This week’s episode unraveled the mysteries surrounding John Locke’s departure from the island, his visits to the Oceanic Six, and the circumstances of his death. Viewers didn’t have as much time travel and Island mythology to sort through as the last couple of episodes. Instead, we were given a mostly chronological narrative that took us from the Island time wheel, to Tunisia, to Los Angeles, with a few other stops along the way.
The Tragic Tale of John Locke, a.k.a. Jeremy Bentham
- By filling in more missing pieces in the puzzle of Locke’s life, the writers reminded us how tragic and lonely that life has been. In earlier seasons we saw the horrible way his mother and father treated him, how he was bamboozled out of a kidney, how he was always searching for his place in the world and never finding it.
- Over the years, he has built up a lot of bitterness and anger, and only when he crash landed on the Island for the first time did he start to feel at home. Finally, he felt special. Not only could he walk again, but people were telling him that he was important. We’re left to wonder, especially after his off-island encounters with the Oceanic Six (who mostly think he has delusions of grandeur), how much of his “specialness” is wishful thinking, and how much is truth.
- His confidence and greater purpose on the Island are a stark contrast to his off-Island hopelessness and powerlessness – he was unable to convince a single person to return to the Island with him. In addition to his emotional despondency off the Island, he also returned to physical limitations. Once again, he found himself confined in a wheelchair – an all too real reminder of the man he was before he found his purpose on the Island.
- The pivotal scene in the dilapidated hotel room was difficult to watch. Locke had been reduced to a mere shell of a man, he didn’t know who to trust, and he was ready to kill himself, more to end his suffering (“there is no helping me… I’m a failure”) than because he believed this would lead him back to the Island. I am sure in the back of his mind he was holding on to a shred of hope that Richard knew what he was talking about when he said Locke would have to die, but since he hadn’t convinced anyone to return to the Island, he probably didn’t think his death would have much affect on the situation. (As it turns out, his message from Christian Shepard to Jack did convince Jack that they should go back, since this is when Jack started flying again in a blind attempt to return. Ironically, then, his wish that Jack had believed him, written on his suicide note, did come true.)
- I’d like to think that Locke is special, and that he will play an important role in the fate of the Island. Obviously the fact that he’s come back to life on the Island suggests that he is destined for greatness and a pivotal role in the Island’s future. His whole-hearted embrace of his role has, however, set him up to be manipulated. We saw plenty of that in this episode.
Charles Widmore and Locke
- When Locke turned the Island wheel, he landed in the middle of the desert in Tunisia, just as Ben did after he turned the wheel. According to Widmore, that’s because this is the Island “exit.” It must be another electromagnetic hotspot. Widmore had a camera set up on this very spot, anticipating that Ben would trick Locke into leaving the Island, as Ben tricked him into doing years before.

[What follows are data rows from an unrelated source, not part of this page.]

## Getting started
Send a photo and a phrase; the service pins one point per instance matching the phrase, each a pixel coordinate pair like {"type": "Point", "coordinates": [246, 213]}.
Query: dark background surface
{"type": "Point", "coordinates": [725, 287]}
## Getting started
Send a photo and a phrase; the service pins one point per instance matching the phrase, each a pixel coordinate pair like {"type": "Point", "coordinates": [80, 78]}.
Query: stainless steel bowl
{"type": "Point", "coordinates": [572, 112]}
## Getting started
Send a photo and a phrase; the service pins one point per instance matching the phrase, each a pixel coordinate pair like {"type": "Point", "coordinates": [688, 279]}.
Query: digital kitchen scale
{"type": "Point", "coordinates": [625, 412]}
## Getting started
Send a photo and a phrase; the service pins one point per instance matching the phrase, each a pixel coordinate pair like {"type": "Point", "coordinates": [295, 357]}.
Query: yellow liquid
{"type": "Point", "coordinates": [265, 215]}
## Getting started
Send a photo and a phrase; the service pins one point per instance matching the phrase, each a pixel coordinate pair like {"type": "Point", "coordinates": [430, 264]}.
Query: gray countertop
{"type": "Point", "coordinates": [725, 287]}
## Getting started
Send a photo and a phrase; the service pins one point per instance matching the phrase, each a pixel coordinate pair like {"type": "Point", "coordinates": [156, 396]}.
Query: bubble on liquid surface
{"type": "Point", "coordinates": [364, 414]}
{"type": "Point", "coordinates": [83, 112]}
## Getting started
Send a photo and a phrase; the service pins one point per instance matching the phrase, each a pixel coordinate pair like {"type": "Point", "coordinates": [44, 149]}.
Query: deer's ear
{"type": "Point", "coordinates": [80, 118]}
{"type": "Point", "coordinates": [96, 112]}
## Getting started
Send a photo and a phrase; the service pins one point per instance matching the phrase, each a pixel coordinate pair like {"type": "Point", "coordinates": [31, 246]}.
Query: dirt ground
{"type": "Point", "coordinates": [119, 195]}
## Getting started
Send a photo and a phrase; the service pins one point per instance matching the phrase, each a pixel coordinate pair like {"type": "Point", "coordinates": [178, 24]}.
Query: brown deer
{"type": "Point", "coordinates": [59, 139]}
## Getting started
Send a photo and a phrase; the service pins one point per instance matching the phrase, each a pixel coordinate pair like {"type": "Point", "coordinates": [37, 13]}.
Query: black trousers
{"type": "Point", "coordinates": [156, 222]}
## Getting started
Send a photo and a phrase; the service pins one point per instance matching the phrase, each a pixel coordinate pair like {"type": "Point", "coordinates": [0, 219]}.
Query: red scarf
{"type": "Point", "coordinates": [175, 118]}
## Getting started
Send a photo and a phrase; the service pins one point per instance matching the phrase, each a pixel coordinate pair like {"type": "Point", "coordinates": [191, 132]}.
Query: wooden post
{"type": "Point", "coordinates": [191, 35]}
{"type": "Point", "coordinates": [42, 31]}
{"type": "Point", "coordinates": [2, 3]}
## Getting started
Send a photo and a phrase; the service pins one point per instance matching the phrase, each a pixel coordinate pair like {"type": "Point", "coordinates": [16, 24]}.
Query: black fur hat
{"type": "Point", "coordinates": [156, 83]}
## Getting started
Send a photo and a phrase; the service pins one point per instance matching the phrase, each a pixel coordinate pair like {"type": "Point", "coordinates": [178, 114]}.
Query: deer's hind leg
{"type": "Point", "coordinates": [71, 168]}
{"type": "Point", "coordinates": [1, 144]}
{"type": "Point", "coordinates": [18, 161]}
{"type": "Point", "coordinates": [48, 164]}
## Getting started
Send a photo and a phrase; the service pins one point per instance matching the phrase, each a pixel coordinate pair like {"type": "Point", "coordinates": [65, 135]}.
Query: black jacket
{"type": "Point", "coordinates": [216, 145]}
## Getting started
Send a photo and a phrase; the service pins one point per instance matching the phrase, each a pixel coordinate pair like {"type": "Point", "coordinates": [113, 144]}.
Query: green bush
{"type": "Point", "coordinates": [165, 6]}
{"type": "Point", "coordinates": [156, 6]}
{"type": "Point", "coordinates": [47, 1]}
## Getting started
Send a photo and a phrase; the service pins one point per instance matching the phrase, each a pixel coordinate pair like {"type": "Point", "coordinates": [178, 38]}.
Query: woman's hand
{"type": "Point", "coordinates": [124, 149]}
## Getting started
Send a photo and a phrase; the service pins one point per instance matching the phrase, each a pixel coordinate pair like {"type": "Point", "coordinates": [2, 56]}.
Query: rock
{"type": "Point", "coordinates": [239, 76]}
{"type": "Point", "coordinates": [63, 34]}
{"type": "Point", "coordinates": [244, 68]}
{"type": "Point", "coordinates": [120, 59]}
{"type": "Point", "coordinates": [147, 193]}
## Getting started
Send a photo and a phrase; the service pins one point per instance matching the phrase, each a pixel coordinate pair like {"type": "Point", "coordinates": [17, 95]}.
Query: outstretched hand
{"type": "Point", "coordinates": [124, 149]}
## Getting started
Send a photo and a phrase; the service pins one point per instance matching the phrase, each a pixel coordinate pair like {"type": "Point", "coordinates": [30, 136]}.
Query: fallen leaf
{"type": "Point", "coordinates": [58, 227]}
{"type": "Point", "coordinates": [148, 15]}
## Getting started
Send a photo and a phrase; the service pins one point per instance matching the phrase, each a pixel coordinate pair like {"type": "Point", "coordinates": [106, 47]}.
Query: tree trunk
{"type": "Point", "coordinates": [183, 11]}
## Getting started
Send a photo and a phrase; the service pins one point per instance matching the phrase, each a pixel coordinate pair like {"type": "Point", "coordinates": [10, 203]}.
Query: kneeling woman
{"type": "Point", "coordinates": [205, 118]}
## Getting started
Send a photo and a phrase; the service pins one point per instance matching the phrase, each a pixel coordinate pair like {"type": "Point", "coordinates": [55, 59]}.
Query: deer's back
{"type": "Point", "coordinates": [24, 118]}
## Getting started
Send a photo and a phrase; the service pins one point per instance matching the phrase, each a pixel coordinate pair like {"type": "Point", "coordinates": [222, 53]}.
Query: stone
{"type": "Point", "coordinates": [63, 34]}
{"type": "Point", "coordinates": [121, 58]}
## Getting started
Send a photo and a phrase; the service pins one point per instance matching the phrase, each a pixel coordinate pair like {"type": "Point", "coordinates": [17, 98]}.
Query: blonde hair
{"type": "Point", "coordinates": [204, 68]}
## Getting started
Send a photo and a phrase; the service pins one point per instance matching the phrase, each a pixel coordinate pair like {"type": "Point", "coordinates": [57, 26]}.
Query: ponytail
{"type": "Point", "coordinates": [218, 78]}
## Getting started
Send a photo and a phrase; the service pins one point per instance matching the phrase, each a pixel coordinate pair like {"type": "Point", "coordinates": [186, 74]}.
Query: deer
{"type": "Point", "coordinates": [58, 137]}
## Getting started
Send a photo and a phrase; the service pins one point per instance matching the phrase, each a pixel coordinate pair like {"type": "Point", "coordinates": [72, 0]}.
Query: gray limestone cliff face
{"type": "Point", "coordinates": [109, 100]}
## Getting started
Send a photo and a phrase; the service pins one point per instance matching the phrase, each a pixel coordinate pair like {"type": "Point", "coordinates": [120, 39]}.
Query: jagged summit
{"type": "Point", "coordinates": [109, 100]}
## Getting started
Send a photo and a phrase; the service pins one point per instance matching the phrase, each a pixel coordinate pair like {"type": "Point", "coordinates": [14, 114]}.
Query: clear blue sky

- Widmore claims that he wants to help Locke get back to the Island, because he will play an important role in the coming war. (If Locke doesn’t go back, the wrong side will win.) He also defends himself, since Locke has only ever heard Ben’s “lies” about him. Widmore claims that he was the rightful leader of the Others (“his people”), and they peacefully protected the Island for three decades, until Ben manipulated him into leaving. (Who hasn’t been manipulated by Ben?) It’s interesting that Widmore has been waiting to talk to Locke again since he was 17 years old, but for Locke it’s only been four days since they met.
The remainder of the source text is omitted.